Tattoo Tuesday: Harry Winick
Those choosing a first tattoo tend to start with something small, wanting to test the waters before committing to a larger piece.
But Harry Winick, a junior aerospace engineering major, jumped right into his first ink, getting a large duplication of the seal of New York City on the left side of his chest the summer before coming to Syracuse University.
“I’m from NYC,” Winick said. “I’ve always had a really strong connection with the city in general. All of my family is there. I still have a big group of friends from the area.”
A guest artist from South Korea visiting Red Rocket — a parlor located in Manhattan — completed Winick’s first piece. His second piece, a vivid astronaut with a reflection of Earth in the helmet, is located on his thigh. It has a much more mysterious background. Its story is “kind of weird,” Winick said.
Though the idea was conceived at about the same time as the first piece, he waited an additional two summers before getting it done.
“I had a super lucid dream,” Winick said. “It was a really strange experience, and it kind of left the impression in my mind that everything is OK in life and that you have to just take a step back to appreciate that.”
Though the image of the astronaut didn’t actually appear in his dream, Winick said that when he awoke, the image was deeply seared into his mind, even though the rest of the specific details of the dream were fleeting.
“It just reminds me that there is always a bigger picture,” Winick said.
It is easy to assume that the piece has some sort of relationship to his aerospace engineering major, but the two are completely unrelated. Winick said he came up with the idea for the tattoo before he decided what he wanted to do with his life.
Winick’s friend and Phi Gamma Delta fraternity brother, who does a lot of work with computer art, sketched out the original idea for the piece.
“After he sketched out a draft for me, I had a good idea from the drawing of what I wanted it to look like,” Winick said.
He brought it to Derek Martinez at Red Rocket, and from there he left everything open to the artist’s interpretation.
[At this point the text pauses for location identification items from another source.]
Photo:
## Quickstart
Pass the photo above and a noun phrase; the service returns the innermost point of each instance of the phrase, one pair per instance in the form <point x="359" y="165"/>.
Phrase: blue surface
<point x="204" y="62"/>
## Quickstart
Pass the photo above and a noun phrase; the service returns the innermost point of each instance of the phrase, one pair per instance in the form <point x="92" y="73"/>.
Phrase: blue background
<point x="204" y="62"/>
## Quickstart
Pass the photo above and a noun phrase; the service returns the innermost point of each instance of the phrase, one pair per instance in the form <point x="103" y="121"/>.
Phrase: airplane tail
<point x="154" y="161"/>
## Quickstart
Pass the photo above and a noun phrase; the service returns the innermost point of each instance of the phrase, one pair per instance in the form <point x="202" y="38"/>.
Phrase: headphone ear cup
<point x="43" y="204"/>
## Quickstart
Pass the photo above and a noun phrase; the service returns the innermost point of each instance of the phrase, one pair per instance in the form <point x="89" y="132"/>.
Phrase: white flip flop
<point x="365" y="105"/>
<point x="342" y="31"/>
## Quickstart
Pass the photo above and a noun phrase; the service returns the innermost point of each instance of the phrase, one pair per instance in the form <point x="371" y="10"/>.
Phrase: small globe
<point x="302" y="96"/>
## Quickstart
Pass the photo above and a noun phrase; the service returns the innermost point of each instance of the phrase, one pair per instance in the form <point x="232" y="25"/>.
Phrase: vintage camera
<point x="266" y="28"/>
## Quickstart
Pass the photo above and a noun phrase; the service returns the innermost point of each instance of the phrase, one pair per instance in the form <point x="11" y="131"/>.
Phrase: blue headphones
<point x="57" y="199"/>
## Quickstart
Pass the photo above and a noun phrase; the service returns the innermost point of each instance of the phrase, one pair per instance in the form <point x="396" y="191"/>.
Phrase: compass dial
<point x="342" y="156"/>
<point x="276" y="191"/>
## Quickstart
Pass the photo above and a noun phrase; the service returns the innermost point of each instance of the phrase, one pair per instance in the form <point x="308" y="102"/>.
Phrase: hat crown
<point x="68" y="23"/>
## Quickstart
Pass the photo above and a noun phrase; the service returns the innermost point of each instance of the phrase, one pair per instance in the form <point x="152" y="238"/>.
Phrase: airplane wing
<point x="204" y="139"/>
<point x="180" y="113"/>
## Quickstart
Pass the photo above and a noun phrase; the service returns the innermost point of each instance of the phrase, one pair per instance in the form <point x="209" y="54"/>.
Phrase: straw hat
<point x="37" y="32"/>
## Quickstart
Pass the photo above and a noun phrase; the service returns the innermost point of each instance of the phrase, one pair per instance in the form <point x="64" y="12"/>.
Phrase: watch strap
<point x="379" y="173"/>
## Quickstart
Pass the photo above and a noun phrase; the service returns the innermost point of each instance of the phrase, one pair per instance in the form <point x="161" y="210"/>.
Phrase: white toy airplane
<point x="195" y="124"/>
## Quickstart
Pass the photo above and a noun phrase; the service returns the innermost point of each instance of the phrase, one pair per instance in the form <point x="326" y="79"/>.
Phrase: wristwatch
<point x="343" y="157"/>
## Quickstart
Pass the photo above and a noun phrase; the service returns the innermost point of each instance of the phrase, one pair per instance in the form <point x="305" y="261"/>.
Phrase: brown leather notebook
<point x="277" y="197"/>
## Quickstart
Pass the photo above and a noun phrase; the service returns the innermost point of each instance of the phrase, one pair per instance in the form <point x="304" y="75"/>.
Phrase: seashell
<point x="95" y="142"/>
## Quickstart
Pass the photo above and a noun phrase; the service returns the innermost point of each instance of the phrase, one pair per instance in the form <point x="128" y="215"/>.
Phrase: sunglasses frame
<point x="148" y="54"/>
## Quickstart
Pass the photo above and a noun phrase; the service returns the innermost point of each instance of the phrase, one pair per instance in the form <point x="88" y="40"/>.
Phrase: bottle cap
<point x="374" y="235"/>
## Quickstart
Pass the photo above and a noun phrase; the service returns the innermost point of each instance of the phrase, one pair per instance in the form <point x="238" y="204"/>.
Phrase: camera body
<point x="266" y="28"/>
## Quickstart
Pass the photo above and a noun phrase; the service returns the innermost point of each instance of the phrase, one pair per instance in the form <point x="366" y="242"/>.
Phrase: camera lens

Winick said he was worried that the image of Earth’s reflection in the astronaut’s helmet wouldn’t come across in ink, but it turned out better than he expected.
Because both pieces are so concealed, Winick said people are often surprised to learn that he has such massive and extensive tattoos. However, he still enjoys having them.
Said Winick: “I like them now even more than when I got them. I think that they’ve grown on me.”